In January of 2018 the cybersecurity world was rocked by news of the massive Meltdown and Spectre vulnerabilities in the Intel processor, but for most users the more tangible worry was that the software fix would slow down their computers by up to thirty percent.
Luckily, like many apocalyptic predictions, this preliminary figure turns out to have been somewhat exaggerated. If you own an affected computer (you probably do), chances are good that it has had a few points taken off its performance, but not enough to be noticeable.
What were Meltdown and Spectre again?
Though security researchers found them in 2017, the Meltdown and Spectre exploits only became public knowledge in early January of 2018. While more thorough technical explanations are available, here’s a one-sentence summary: Meltdown “melts” the processor’s barriers between application processes and system memory (which can contain some very important stuff), while Spectre can trick the processor into accessing places in the memory that were not intended to be accessed. If you use anything with a computer processing chip (mostly Intel, but some AMDs and ARMs as well), this exploit could work on your system.
Patches were rolled out almost immediately to fix (or, more accurately, “mitigate,” since there is no single fix) this issue, but new versions, especially those involving Spectre, keep on popping up. Since this affects so many different systems and is such a complex problem to pin down, work will likely continue for a while.
The damage: how much speed have we lost?
These patches have taken a toll on performance, but it varies wildly depending on your hardware and software setup. The average impact of the patches over time has, so far, not elicited many complaints, which is encouraging. It’s impossible to come up with an exact average across all systems, and official numbers aren’t really available, but hardware review sites really like running benchmarks, so we at least have that data.
Comparing reports from Microsoft, Phoronix, Tom’s Hardware, Tech Report, and Anandtech, the average impact since the patches began seems to have been quite small. The biggest slowdowns reported were from tests that were putting very heavy loads on older processors, and then only for specific tasks. Overall, testing average use cases rarely showed impacts above five percent.
More patches are being released all the time, though, so this isn’t a guarantee for the future. You can take comfort, though, in the fact that the initial patches, which are theoretically the most major, haven’t done much damage.
To get an idea of where your own computer stands, you can use the Gibson Research Inspectre tool to quickly check up on the general state of your computer. If it tells you that you’re patched against both Spectre and Meltdown and your computer is “Good,” that means your system is probably not a lot slower as a result of the patches. If it tells you you’re not protected, you should do something about that as soon as possible.
For the more technically curious, fire up your favorite benchmarking program, disable your Internet connection (no sense taking chances), and run benchmarks with the patches disabled and enabled. If you have interesting results, leave a comment!
Factors that affect performance loss
The patches affect different systems in different ways, depending on how those systems interact with the processors. Again, this is a moving target – new patches and updates are coming out all the time – but in general, these factors will affect your experience.
- Use case: Some aspects of computer performance are hit harder than others. Applications that rely heavily on the processor, like virtualization or cryptocurrency mining, will obviously notice the biggest declines.
- Processor model: Not all processors are affected the same way. A good general rule: the newer your processor, the less affected you’ll probably be, especially with Intel. Your mileage may vary with AMDs and ARMs.
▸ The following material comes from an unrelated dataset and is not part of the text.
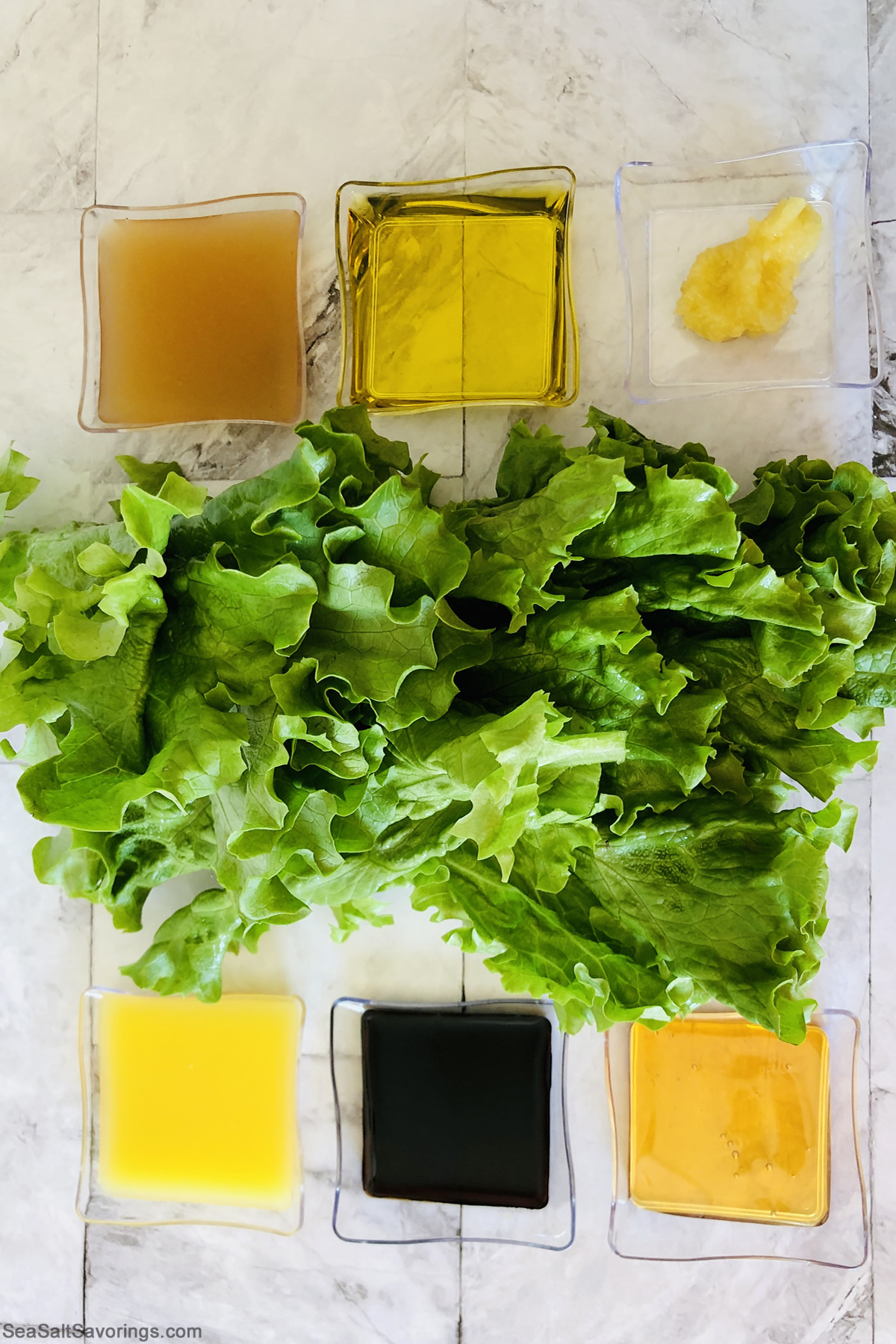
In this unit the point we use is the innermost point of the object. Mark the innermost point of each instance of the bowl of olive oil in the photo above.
(457, 292)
- Operating system: Not all operating systems are affected the same way. Windows 7 and 8 may be the worst hit (if Microsoft’s initial estimates hold true), while Windows 10 doesn’t see noticeable impacts. Mac has been tested less but also seems relatively unscathed, while Linux results vary quite a bit across distribution and kernel.
- Which patch was used and when: Different companies put out different fixes at different times, and some of them caused greater performance declines than others. On May 22nd, in fact, Intel announced that their newest patch might cause two to eight percent declines in some systems.
Conclusion: an ongoing threat
The Meltdown and Spectre vulnerabilities have yet to be implicated in a major attack, but it has been found in plenty of existing malware. It might even be more common now than it was before it became public knowledge, as there are Spectre variants out there that haven’t even been discovered yet.
[UPDATE: 2018-02-01] #Spectre & #Meltdown: So far, the AV-TEST Institute discovered 139 samples which appear to be related to recently reported CPU vulnerabilities. #CVE-2017-5715 #CVE-2017-5753 #CVE-2017-5754
— AV-TEST GmbH (@avtestorg) February 1, 2018
Spectre-proof processors are in the works, but there’s no official release date on a hardware solution yet. For now, the name of the game is “whack-a-mole,” as new variants keep appearing and keep getting patched. The performance impact thus far has been very manageable, but that’s not to say that there might not be more serious issues in the future. In the meantime, install the software updates, practice good computer security, and maybe hold off on upgrading your hardware until those new chips come out, maybe in a year or two.